HONG KONG - A luxury Hong Kong apartment in a Frank Gehry-designed building has sold for an eye-popping price of nearly HK$455 million (S$71 million) last month, nine days before the government announced measures to curb property speculation.
There is no information on who the buyer is.
Swire Properties Ltd said the 6,683 sq ft apartment is on the ninth floor of its Opus development.
The flat offers a view of the city and Victoria Harbour, Hong Kong daily South China Morning Post reported.
The 12-storey Opus Hong Kong provides 10 flats and two double-level garden units with private swimming pools.
The flats are 6,000 to 6,900 sq ft. Mr Gehry's previous designs include the Guggenheim Museum in Spain and the Walt Disney Concert Hall in Los Angeles.
Swire has already sold one other unit for HK$430million and leased out another that comes with its own pool for HK$850,000 a month.

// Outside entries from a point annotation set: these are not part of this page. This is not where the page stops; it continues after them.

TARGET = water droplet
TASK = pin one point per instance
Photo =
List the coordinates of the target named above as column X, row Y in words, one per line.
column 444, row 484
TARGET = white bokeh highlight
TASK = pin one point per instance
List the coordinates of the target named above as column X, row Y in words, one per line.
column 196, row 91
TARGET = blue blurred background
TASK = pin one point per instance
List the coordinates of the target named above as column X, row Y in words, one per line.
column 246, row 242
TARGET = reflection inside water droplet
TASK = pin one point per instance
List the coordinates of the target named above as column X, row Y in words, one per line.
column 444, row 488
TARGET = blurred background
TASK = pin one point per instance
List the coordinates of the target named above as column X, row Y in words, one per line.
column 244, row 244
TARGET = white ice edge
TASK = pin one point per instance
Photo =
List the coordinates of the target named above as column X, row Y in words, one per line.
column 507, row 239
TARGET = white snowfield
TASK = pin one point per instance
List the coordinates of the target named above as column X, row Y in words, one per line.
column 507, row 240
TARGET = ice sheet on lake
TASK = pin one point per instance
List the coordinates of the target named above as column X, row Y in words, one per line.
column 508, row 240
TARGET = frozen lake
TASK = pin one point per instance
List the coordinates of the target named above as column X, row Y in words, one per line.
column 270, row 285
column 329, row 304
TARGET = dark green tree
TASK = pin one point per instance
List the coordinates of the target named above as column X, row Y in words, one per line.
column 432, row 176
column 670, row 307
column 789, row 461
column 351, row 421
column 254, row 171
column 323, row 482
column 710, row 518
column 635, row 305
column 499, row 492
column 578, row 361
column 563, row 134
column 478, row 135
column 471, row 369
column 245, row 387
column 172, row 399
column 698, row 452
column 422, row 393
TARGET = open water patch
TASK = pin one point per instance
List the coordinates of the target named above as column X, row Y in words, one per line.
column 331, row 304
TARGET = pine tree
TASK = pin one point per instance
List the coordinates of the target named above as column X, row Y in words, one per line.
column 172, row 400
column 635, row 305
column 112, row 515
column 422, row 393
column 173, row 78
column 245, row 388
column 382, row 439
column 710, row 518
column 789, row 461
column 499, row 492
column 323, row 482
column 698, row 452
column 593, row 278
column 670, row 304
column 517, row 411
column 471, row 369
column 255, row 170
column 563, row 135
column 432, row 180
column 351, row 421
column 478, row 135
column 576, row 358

The price beat the previous record set by a duplex flat which sold for HK$360.7 million, or HK$63,999 per sq ft in April last year.
Local property agents said the Opus development flat was the highest price paid for an apartment in Hong Kong, AP reported.
Mr Ricky Poon, executive director of Colliers International's residential sales department, believes the buyer was willing to pay a record-breaking price because there is a lack of flats bigger than 6,000 sq ft and it is the latest luxury development in the city.
Mr Gehry designed the building with external glass-enclosed columns which twist around the building to mimic the appearance of reeds swaying in the breeze, AP reported.
Mr William Lau, a sales director at Midland Realty, said the apartment fetched a record price because it had a "unique" design and location.
But he predicted that the broader luxury property market would start to cool.
He said: "These policies will narrow down the supply of the second hand market. For the coming months, we forecast the transactions will keep in a very low level."
The sale comes amid growing concern over surging property prices in Hong Kong driven by ultra-low interest rates and an influx of wealthy mainland Chinese buyers.
Prices have doubled since the end of the global financial crisis in 2009, according to a widely watched index.
The Hong Kong government has introduced various measures in an attempt to cool the market.
The latest round, including a tax on foreign buyers, was introduced at the end of last month.